[
https://issues.apache.org/jira/browse/NUTCH-978?page=com.atlassian.jira.plugin.system.issuetabpanels:comment-tabpanel&focusedCommentId=13548826#comment-13548826
]
Lewis John McGibbney commented on NUTCH-978:
--------------------------------------------
It sounds like this is nearly read for a review. I would suggest you to please
incorporate your suggestions into a fresh patch against the head version you
are working on. Is it the 2.x branch or 1.x trunk?
As you said, it always seems that a plugin of this nature is sought after,
therefore a reasonably documented and easily configurable implementation would
be very welcome.
> A Plugin for extracting certain element of a web page on html page parsing.

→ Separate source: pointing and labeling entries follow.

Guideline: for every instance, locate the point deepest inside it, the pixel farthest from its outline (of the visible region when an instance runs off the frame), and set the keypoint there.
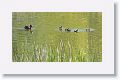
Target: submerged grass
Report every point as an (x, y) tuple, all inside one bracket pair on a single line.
[(58, 53), (48, 44)]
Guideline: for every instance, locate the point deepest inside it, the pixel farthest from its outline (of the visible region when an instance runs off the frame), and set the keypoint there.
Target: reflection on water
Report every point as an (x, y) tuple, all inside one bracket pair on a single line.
[(46, 43)]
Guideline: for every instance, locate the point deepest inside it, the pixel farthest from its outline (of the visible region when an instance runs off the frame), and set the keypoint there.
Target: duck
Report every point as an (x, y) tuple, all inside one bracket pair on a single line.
[(76, 30), (28, 27), (67, 30)]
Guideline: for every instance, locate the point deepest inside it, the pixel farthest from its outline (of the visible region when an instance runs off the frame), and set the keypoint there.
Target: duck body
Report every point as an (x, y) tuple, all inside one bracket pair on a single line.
[(28, 27)]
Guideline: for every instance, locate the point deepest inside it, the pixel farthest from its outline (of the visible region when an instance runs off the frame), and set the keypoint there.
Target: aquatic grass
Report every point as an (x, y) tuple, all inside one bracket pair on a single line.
[(57, 53)]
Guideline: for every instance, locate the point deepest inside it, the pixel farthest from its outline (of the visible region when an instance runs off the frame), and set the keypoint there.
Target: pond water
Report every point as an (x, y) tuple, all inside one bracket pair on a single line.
[(46, 43)]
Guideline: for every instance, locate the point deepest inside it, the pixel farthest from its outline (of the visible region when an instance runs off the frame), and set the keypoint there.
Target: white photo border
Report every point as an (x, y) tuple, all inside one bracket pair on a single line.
[(104, 67)]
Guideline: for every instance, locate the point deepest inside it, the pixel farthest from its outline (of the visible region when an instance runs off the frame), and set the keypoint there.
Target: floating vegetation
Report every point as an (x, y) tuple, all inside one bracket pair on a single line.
[(57, 37)]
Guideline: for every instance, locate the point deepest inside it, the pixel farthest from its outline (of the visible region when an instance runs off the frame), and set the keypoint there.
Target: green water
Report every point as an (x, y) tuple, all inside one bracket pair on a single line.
[(47, 44)]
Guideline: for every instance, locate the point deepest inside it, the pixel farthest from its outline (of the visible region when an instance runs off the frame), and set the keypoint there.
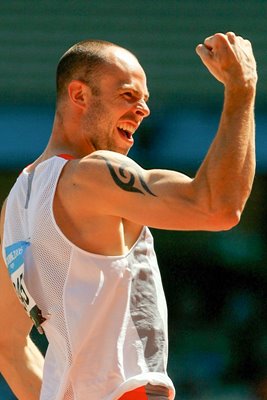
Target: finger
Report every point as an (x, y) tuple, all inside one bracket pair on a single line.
[(203, 51), (231, 37), (213, 41)]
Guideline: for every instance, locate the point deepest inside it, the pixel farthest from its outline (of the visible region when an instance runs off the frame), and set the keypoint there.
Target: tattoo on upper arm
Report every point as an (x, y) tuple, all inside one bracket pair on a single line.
[(125, 178)]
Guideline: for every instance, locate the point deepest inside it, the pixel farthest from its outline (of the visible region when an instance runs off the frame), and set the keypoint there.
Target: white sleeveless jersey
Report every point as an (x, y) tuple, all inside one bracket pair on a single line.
[(106, 316)]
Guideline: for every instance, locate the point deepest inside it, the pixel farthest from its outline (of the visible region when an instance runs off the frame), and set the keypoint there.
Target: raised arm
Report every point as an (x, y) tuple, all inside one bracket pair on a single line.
[(109, 184), (21, 363)]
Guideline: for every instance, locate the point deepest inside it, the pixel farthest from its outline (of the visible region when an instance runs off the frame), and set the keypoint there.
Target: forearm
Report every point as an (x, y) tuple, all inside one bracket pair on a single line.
[(22, 367), (227, 173)]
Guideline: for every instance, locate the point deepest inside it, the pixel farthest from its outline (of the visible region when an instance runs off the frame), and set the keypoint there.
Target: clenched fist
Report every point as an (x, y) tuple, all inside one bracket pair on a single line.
[(230, 59)]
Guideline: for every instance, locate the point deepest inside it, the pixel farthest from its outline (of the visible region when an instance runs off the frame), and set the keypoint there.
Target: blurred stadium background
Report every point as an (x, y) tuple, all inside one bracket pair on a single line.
[(215, 283)]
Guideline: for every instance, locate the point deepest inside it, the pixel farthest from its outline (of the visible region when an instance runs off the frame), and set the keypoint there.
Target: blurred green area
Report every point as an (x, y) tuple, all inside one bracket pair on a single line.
[(215, 283)]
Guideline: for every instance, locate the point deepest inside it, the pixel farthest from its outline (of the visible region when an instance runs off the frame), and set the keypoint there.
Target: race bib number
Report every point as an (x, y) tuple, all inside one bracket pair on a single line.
[(15, 258)]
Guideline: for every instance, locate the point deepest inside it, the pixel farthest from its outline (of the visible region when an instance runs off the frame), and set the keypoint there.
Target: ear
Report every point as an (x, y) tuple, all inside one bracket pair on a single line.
[(79, 94)]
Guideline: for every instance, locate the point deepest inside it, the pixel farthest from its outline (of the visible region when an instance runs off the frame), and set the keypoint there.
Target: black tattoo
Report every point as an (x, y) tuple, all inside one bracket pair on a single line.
[(125, 179)]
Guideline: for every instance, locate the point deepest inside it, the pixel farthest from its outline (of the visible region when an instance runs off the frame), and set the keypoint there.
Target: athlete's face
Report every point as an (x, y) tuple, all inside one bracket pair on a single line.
[(117, 111)]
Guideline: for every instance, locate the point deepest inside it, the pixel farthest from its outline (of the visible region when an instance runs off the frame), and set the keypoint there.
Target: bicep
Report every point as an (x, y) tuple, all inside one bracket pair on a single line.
[(112, 184)]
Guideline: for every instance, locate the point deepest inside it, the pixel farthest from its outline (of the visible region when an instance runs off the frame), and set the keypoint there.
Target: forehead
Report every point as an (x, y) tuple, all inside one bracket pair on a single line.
[(123, 71)]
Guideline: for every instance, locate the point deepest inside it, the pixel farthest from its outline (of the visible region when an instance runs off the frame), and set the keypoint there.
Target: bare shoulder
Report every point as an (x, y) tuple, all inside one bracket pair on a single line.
[(104, 172)]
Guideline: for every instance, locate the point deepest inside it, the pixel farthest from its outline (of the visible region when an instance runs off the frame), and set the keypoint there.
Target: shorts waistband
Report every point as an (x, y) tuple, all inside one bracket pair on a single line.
[(148, 392)]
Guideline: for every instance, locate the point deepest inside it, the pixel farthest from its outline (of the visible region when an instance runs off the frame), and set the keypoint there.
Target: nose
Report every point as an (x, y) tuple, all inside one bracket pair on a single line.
[(142, 109)]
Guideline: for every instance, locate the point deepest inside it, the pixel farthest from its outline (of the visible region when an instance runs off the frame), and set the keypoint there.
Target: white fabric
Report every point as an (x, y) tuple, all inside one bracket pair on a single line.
[(106, 315)]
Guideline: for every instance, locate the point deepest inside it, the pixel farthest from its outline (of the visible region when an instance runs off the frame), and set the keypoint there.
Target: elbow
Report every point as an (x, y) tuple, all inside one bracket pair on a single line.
[(225, 220)]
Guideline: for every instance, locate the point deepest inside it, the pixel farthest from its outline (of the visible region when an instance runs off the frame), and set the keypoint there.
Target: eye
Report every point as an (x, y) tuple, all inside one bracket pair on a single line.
[(128, 95)]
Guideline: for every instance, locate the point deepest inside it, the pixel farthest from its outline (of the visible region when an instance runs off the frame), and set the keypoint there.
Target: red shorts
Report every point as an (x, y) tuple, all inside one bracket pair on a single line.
[(137, 394)]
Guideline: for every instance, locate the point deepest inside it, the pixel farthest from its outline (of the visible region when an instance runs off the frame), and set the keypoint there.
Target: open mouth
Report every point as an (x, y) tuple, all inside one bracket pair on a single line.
[(125, 133), (126, 130)]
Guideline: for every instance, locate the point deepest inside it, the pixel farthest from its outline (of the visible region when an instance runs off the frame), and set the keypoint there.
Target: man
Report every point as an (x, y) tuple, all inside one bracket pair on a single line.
[(75, 236)]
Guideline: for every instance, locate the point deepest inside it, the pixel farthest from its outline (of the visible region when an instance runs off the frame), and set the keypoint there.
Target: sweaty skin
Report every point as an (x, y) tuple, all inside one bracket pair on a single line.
[(103, 198)]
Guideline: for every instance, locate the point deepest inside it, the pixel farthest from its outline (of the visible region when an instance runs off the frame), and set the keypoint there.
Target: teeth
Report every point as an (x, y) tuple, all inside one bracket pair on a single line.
[(127, 127)]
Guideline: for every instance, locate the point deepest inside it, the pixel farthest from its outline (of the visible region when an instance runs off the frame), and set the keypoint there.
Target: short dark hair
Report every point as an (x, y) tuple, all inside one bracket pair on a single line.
[(82, 62)]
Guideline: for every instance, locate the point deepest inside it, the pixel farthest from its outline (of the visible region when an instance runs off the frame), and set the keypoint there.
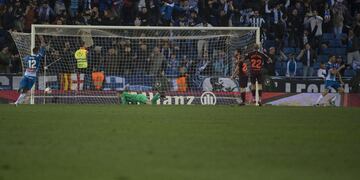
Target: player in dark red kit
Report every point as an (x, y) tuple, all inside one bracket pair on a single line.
[(257, 59), (241, 71)]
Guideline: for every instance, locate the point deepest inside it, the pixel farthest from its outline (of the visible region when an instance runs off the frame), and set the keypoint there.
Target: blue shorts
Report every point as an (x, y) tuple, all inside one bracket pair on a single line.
[(27, 82), (332, 84)]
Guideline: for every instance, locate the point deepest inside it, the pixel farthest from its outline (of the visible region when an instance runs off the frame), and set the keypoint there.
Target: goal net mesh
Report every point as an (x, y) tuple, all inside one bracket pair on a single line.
[(181, 63)]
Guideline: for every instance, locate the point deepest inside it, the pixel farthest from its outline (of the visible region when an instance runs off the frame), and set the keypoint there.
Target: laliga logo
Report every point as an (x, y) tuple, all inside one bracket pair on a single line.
[(208, 98)]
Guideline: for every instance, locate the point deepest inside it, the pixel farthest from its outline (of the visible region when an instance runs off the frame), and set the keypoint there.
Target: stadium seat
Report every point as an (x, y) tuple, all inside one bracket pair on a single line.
[(323, 58), (349, 73), (288, 50), (336, 44), (328, 36), (269, 43), (299, 69), (340, 51), (327, 51), (316, 66)]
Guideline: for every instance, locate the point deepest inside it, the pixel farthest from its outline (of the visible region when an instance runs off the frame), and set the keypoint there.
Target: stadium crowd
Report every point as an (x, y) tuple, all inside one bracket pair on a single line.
[(298, 35)]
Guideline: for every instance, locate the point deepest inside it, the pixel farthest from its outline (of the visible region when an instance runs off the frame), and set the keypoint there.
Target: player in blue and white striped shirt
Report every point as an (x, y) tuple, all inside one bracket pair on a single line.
[(332, 72), (32, 65)]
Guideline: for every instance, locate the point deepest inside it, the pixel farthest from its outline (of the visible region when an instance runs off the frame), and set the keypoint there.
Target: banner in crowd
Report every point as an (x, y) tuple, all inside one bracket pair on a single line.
[(278, 91)]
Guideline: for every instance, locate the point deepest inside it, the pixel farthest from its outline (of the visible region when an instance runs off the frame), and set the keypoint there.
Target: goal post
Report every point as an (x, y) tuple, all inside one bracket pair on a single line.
[(181, 62)]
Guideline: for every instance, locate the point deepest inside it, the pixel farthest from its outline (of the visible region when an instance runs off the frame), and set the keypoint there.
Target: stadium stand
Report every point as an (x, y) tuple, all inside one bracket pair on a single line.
[(286, 24)]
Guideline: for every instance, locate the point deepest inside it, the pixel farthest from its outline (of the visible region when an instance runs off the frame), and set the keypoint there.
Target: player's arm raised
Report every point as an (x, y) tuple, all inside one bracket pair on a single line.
[(236, 71)]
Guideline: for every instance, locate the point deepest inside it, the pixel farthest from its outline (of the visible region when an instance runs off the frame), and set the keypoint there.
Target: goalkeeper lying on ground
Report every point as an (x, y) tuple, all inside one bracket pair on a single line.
[(127, 98)]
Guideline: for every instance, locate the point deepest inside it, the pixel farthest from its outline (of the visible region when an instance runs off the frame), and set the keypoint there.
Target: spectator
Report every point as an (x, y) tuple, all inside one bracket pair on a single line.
[(173, 64), (295, 27), (314, 21), (59, 7), (112, 62), (256, 20), (308, 58), (156, 61), (327, 24), (219, 64), (29, 17), (5, 60), (270, 66), (74, 5), (45, 13), (352, 46), (291, 66), (322, 71), (338, 19), (18, 13)]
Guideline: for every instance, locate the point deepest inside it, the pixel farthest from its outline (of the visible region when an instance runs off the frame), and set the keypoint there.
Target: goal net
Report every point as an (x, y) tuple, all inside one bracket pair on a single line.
[(188, 65)]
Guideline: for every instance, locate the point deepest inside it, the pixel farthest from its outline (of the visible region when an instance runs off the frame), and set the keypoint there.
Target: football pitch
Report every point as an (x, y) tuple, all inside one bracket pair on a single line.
[(112, 142)]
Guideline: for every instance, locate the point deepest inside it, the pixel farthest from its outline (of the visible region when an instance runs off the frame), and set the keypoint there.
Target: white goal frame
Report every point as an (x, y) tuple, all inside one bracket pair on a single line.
[(35, 26)]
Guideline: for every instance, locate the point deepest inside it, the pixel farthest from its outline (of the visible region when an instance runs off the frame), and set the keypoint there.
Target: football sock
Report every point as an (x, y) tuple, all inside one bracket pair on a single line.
[(21, 98), (155, 98), (243, 97), (319, 99)]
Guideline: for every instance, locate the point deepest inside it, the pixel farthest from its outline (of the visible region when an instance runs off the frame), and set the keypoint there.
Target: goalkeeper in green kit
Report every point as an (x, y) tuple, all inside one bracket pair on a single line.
[(127, 98)]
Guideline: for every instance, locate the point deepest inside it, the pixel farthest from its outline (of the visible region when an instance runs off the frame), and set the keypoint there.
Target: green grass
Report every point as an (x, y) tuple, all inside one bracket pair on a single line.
[(88, 142)]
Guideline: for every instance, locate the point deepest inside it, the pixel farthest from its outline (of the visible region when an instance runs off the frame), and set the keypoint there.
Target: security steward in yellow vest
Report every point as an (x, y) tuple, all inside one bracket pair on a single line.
[(81, 59), (81, 56)]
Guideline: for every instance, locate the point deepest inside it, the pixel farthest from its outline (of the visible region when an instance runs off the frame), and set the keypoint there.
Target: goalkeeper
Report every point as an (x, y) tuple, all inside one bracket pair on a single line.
[(127, 98)]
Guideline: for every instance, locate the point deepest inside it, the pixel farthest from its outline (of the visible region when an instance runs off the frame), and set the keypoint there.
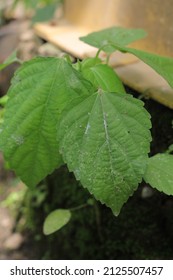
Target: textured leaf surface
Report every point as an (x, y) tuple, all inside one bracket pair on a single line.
[(104, 139), (159, 173), (56, 220), (117, 35), (104, 77), (38, 94), (162, 65)]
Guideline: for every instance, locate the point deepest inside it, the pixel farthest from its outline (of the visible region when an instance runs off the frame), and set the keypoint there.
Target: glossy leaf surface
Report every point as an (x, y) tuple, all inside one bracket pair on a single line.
[(104, 139), (159, 173), (40, 90), (56, 220)]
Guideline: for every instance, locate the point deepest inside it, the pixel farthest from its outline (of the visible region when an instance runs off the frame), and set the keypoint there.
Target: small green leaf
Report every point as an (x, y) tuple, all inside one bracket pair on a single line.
[(116, 35), (56, 220), (104, 139), (40, 90), (104, 77), (117, 38), (45, 13), (11, 59), (161, 64), (159, 173)]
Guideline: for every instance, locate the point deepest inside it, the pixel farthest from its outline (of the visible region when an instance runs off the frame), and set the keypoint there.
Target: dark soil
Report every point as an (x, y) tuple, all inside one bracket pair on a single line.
[(143, 230)]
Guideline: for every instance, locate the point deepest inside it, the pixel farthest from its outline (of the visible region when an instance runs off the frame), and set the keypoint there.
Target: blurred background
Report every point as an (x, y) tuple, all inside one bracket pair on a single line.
[(144, 228)]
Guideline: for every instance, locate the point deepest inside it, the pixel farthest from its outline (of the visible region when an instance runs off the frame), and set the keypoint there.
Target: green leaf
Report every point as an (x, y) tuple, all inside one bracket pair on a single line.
[(114, 39), (116, 35), (161, 64), (44, 14), (159, 173), (104, 139), (56, 220), (104, 77), (11, 59), (40, 90)]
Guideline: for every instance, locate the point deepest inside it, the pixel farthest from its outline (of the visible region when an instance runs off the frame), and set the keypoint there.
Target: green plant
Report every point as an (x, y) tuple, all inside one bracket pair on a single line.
[(43, 10), (80, 115)]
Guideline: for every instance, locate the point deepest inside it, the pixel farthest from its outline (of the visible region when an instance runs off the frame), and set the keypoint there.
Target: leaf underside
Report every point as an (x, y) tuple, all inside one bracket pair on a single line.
[(104, 139), (117, 35), (39, 92), (159, 173), (104, 77), (161, 64)]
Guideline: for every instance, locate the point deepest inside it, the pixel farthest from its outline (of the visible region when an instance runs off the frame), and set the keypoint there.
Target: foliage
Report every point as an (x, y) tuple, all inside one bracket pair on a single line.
[(43, 9), (81, 115), (56, 220)]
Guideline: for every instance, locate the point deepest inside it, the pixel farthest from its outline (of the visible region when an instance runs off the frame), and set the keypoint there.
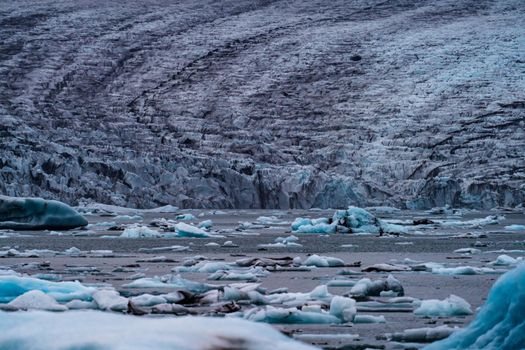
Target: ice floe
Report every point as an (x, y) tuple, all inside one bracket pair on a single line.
[(451, 306), (12, 286), (37, 214), (99, 330), (499, 323)]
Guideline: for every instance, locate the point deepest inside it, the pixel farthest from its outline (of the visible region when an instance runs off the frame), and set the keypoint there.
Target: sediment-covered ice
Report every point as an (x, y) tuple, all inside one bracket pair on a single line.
[(506, 260), (270, 314), (499, 324), (36, 300), (38, 214), (422, 335), (98, 330), (515, 227), (170, 281), (367, 287), (185, 230), (139, 231)]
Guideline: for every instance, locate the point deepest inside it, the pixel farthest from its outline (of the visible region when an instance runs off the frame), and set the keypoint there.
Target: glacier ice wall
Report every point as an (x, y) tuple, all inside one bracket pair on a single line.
[(264, 104)]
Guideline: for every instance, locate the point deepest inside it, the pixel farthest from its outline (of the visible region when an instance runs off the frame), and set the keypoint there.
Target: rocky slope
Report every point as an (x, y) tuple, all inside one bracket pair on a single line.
[(264, 104)]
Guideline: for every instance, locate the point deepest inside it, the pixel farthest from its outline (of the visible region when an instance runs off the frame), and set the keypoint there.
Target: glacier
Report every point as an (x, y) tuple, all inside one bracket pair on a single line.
[(198, 105)]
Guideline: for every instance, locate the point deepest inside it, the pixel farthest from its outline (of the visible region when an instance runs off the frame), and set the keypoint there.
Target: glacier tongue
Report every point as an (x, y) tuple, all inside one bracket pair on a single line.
[(264, 105)]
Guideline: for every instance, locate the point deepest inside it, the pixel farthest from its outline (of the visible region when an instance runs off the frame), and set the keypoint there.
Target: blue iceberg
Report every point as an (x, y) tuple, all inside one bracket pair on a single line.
[(38, 214), (500, 323), (12, 286)]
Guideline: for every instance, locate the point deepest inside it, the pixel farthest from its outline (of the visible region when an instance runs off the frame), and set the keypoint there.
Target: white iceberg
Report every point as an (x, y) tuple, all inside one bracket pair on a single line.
[(451, 306), (186, 230), (515, 227), (139, 231), (323, 261), (36, 300), (99, 330)]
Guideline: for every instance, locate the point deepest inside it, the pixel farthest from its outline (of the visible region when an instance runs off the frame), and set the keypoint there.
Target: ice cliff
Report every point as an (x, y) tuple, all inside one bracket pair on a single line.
[(264, 104)]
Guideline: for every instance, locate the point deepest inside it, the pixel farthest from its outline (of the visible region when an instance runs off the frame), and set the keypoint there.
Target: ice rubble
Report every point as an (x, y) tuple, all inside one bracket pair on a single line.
[(170, 281), (139, 231), (323, 261), (352, 220), (97, 330), (36, 300), (515, 227), (499, 324), (367, 287), (451, 306), (506, 260), (181, 230), (422, 335), (37, 214), (185, 230)]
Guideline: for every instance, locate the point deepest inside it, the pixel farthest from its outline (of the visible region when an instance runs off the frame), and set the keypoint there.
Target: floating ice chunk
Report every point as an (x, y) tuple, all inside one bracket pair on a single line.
[(185, 230), (515, 227), (186, 217), (147, 300), (128, 218), (358, 219), (229, 244), (489, 220), (109, 299), (173, 248), (283, 242), (72, 251), (499, 323), (323, 261), (270, 314), (298, 222), (319, 228), (81, 305), (422, 335), (467, 251), (240, 275), (99, 330), (138, 231), (38, 214), (505, 260), (204, 266), (367, 287), (343, 308), (462, 270), (451, 306), (369, 319), (386, 268), (14, 286), (316, 338), (36, 300), (270, 220), (338, 282), (164, 209), (170, 281), (206, 224)]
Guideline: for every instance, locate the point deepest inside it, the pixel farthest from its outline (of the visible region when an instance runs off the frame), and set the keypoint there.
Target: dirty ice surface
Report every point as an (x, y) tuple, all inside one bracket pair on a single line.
[(381, 278)]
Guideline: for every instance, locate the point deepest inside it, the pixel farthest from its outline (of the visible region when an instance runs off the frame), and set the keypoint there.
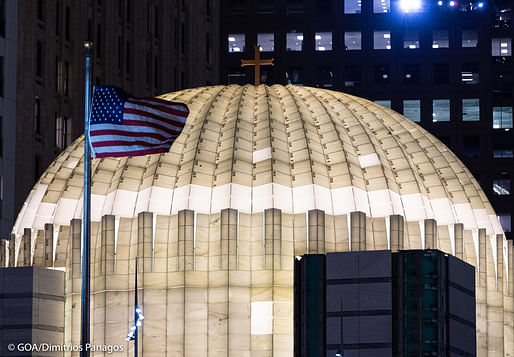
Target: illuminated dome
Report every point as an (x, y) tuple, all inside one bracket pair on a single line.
[(259, 175)]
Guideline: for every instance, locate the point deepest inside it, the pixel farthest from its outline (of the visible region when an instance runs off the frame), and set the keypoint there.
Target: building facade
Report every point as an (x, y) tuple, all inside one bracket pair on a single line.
[(258, 176), (407, 303), (445, 64), (145, 47)]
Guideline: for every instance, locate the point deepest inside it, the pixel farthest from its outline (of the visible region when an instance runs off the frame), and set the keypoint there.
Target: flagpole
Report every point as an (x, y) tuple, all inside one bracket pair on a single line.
[(86, 222), (135, 314)]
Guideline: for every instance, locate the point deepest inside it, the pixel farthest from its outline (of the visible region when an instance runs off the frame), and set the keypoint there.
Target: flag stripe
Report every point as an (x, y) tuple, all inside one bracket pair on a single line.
[(163, 108), (148, 115), (121, 133), (124, 126)]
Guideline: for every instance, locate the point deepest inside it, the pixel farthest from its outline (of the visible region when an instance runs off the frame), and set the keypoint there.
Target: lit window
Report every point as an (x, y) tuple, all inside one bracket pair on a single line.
[(470, 73), (441, 73), (294, 41), (353, 40), (440, 39), (294, 76), (382, 40), (501, 186), (411, 74), (381, 6), (266, 41), (503, 154), (384, 103), (412, 109), (324, 77), (352, 75), (470, 38), (382, 74), (352, 6), (440, 110), (411, 39), (505, 221), (470, 109), (323, 41), (236, 42), (501, 47), (502, 117)]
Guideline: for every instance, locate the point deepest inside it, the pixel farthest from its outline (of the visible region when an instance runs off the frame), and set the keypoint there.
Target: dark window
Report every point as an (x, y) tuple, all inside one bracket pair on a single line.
[(2, 18), (352, 75), (207, 48), (57, 17), (56, 74), (156, 22), (324, 77), (267, 75), (441, 73), (294, 76), (265, 6), (324, 6), (98, 43), (237, 6), (1, 136), (411, 74), (471, 146), (40, 10), (148, 67), (156, 79), (294, 6), (39, 59), (127, 8), (501, 184), (236, 76), (382, 74), (37, 115), (183, 38), (67, 24), (127, 57), (66, 79), (37, 167), (120, 52)]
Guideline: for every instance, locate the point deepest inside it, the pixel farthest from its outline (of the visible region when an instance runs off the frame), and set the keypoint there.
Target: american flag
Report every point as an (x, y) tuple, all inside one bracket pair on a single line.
[(121, 125)]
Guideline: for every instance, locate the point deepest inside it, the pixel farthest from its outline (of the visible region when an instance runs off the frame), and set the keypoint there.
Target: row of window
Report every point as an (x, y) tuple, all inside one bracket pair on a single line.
[(381, 41), (502, 115), (355, 6)]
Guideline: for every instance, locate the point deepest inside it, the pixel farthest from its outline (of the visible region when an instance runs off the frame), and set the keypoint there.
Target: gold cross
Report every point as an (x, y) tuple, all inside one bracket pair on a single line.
[(257, 62)]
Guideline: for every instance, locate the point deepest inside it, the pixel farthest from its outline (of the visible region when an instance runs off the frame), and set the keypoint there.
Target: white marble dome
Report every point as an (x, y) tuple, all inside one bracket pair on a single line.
[(291, 148), (258, 176)]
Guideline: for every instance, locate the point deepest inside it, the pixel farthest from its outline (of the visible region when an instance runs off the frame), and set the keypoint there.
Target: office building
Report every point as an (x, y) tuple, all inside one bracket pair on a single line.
[(446, 65)]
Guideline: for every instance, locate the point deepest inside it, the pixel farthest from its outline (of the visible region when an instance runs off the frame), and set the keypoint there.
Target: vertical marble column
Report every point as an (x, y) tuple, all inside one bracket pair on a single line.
[(358, 231), (27, 245), (494, 298), (481, 295), (2, 253), (196, 292), (459, 240), (49, 245), (76, 278), (12, 250), (316, 231), (21, 252), (273, 238), (430, 234), (396, 229)]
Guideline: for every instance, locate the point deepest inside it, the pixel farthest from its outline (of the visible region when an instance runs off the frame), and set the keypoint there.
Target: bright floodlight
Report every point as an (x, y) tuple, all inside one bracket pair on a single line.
[(410, 5)]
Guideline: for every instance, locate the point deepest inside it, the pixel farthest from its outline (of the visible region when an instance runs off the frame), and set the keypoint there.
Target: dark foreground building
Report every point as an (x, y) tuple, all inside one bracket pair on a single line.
[(446, 65), (410, 303)]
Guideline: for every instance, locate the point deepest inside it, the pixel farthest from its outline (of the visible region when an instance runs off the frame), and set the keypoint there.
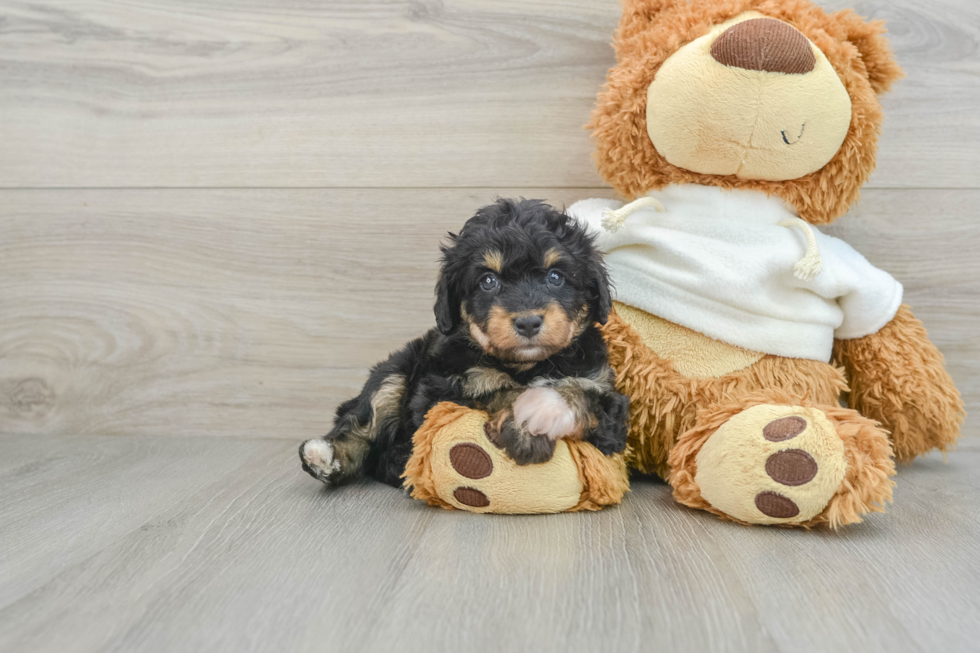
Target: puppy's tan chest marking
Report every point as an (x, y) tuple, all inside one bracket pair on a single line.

> ---------------------------------------------------------------------------
>
> Key: NUTCH-978
> URL: https://issues.apache.org/jira/browse/NUTCH-978
> Project: Nutch
> Issue Type: New Feature
> Components: parser
> Affects Versions: 1.2
> Environment: Ubuntu Linux 10.10; JDK 1.6; Netbeans 6.9
> Reporter: Ammar Shadiq
> Assignee: Chris A. Mattmann
> Priority: Minor
> Labels: gsoc2012, mentor
> Fix For: 2.2
>
> Attachments: app_guardian_ivory_coast_news_exmpl.png,
> app_screenshoot_configuration_result_anchor.png,
> app_screenshoot_configuration_result.png, app_screenshoot_source_view.png,
> app_screenshoot_url_regex_filter.png, for_GSoc.zip,
> [Nutch-GSoC-2011-Proposal]Web_Page_Scrapper_Parser_Plugin.pdf,
> version_alpha2.zip
>
> Original Estimate: 1,680h
> Remaining Estimate: 1,680h
>
> Nutch use parse-html plugin to parse web pages, it process the contents of
> the web page by removing html tags and component like javascript and css and
> leaving the extracted text to be stored on the index. Nutch by default
> doesn't have the capability to select certain atomic element on an html page,
> like certain tags, certain content, some part of the page, etc.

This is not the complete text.